疑問のあるメイのEU離脱交渉

メイ首相は、これまで繰り返して、イギリスのEUとの離脱交渉の詳細はいちいち明らかにしないと発言している。しかし、EU側が EU単一市場へのアクセスと人の移動の自由は切り離せないと主張する中、メイが移民のコントロールを優先するとし、イギリスがEUからの離脱時に、EUの単一市場へのアクセス、そして金融サービスの「パスポート権」と呼ばれる、域内で自由に活動できる権利を失い、域内への、もしくは域内でのビジネスやイギリス人の活動に、関税、その他の制約がつく可能性が高まっている。そのため、その交渉戦略について議会がより積極的に関与すべきと考える下院議員が多い。

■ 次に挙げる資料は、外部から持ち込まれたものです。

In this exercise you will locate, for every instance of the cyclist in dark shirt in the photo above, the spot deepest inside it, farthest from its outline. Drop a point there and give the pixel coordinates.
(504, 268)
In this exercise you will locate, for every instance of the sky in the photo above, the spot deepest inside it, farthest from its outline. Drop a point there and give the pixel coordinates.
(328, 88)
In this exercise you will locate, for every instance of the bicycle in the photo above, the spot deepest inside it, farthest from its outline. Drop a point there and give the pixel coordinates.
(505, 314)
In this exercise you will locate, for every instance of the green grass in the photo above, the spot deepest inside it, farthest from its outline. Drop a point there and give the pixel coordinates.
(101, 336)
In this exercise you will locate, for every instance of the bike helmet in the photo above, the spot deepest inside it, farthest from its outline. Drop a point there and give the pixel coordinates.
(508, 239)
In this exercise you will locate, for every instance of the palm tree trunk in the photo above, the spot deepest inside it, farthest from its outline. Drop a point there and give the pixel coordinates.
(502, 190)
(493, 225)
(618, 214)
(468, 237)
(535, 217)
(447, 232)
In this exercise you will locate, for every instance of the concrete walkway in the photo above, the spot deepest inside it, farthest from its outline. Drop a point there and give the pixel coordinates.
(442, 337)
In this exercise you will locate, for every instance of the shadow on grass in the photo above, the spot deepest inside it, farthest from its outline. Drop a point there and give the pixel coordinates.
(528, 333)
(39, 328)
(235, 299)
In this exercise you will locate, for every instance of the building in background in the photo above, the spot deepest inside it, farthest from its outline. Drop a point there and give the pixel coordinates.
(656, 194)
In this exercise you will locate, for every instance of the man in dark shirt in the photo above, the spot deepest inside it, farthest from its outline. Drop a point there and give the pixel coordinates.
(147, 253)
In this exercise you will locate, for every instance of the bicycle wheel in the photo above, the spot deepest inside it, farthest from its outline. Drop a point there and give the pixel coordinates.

それは、野党だけではなく、メイの保守党もそうだ。デービスBrexit相は、10月10日、それを拒否した。下院の財務委員会の委員長で保守党のアンドリュー・タイリーは、戦略を秘密にするメイの決定は全く受け容れられない、交渉の内容を欧州からの情報漏れで知るようなこととなると警告した。また、同じく保守党で元法務長官のドミニック・グリーブは、交渉を下院に諮問することなく、最終的な合意に下院が賛成しなければ、政府はもたないと指摘した。

保守党の離脱派の下院議員には、メイらは下院を無視して交渉しようとしているが、それは非民主主義的で、憲法に反し、立法府の権限を無視したものだと反発する人がいる。議会の主権を回復するために離脱に投票したのに、EUの専横が、議会の権限を無視する政府に取って代わられただけだとする。

メイの態度は、視野の狭い、厳格な母親が、自分はすべてわかっている、みんなのこと、特に恵まれない人たちのことを考えてうまく采配するから、自分に任せておきなさいと主張するようなものに見える。母親の温かみを感じさせず、政策は押し付けである。既に、選別教育のグラマースクール拡張方針には強い反対を受け、地域が望めばと大幅にトーンダウンした。企業に働いている外国人の数を公表させる政策は、企業から強い反対を受け、公表の必要はないと立場を変えた。離脱の秘密交渉も妥協に迫られる可能性が高いように思われる。